I saw the words scroll over the screen.

In memory of Ethan James Connors, the brother that will never be forgotten. November 24, 1993 - June 2, 2012.

I couldn’t stop myself. I shrunk in my seat and pulled my knees to my chest. I buried my head in them as I kept wiping the tears away. But I still couldn’t look away. Then I saw that the same camera that had found me in the stands was on my parents, across the court. My mom was crying and my dad had his arm around her. Malcolm was next to them. His arm was stretched across as my mom held onto his hand. The only one who was unaffected was Sabrina, as she yawned and fanned herself with the program.

I surrendered after that. I didn’t even try to stop the tears. As they slid down, I let them go. When the game resumed, there was no announcement of what had happened. I figured the commentators had probably talked about Ethan, who he was in relation to Jesse Hunt, and they probably even realized that I was his sister, but everything else went back to normal. The buzzer sounded and people started to watch the game, but I felt their eyes. People below us snuck back glances. I knew those behind were watching me, and the few in my aisle wouldn’t look away. Even when Jesse sank the last shot in and the buzzer sounded, everyone jumped to their feet, but the weight of their gazes wouldn’t leave.

As we left the stadium, I was recognized and stared at until we were finally outside and in the confines of a taxi.

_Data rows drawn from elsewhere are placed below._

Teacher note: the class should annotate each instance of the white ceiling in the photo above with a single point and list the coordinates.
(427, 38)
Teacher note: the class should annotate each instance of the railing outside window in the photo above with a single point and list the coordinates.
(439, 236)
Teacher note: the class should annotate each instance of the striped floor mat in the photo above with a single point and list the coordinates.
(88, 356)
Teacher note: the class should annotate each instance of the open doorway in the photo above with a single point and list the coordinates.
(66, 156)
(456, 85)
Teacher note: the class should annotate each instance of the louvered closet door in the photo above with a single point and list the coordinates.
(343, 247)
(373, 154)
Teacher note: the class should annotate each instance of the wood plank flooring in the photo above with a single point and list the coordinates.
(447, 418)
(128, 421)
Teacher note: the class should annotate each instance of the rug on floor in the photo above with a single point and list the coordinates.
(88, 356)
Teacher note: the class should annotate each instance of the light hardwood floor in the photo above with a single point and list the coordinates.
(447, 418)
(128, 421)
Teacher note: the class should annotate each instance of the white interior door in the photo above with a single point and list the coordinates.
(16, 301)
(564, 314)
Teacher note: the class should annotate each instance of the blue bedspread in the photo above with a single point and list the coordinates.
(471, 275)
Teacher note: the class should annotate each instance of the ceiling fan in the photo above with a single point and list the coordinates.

And then a different set of tears came out.

Something had happened in that stadium. It was something beautiful that I couldn’t comprehend. I had left Ethan inside. I had left a part of me behind, and as we pulled away, I knew I would miss that. I would miss him, but a weird peace came over me. I didn’t welcome it, not altogether, but I knew it was there. I knew it was time.

“You okay, girl?” Angie asked in a soft voice. Her hand hadn’t left mine the entire time.

I nodded. I missed Ethan, but I nodded to her. I would be okay. I knew it then, and I knew Jesse and I were done. It was time to walk away. I’d been ready before the game, and that feeling was still with me. It hadn’t left.

It was time, but I still had my one night.

 

 

 

              We went back to Haze. Angie wore a white dress while I wore a light blue one. The fabric was thin and loose. The ends tied around my neck and also under my arms around my back. It had been between this one and another, but Angie had picked the backless dress. She told me it was Jesse-to-die-for and even gave me a wink at the end of that statement. I knew she didn’t approve, but at least I didn’t feel her disappointment at the mention of his name.

             
When we got there, I hadn’t heard from him, but it didn’t matter. We got our drinks and headed to the dance floor. We stayed there the whole night; we moved and swayed when the tempo slowed and sped up. The beat was hypnotic. I was in a trance when a pair of hands slid around my waist. I didn’t have to look. I knew those hands. I leaned back against Jesse’s chest. His arms pulled me backwards and his hips moved with mine. His hands held me in place.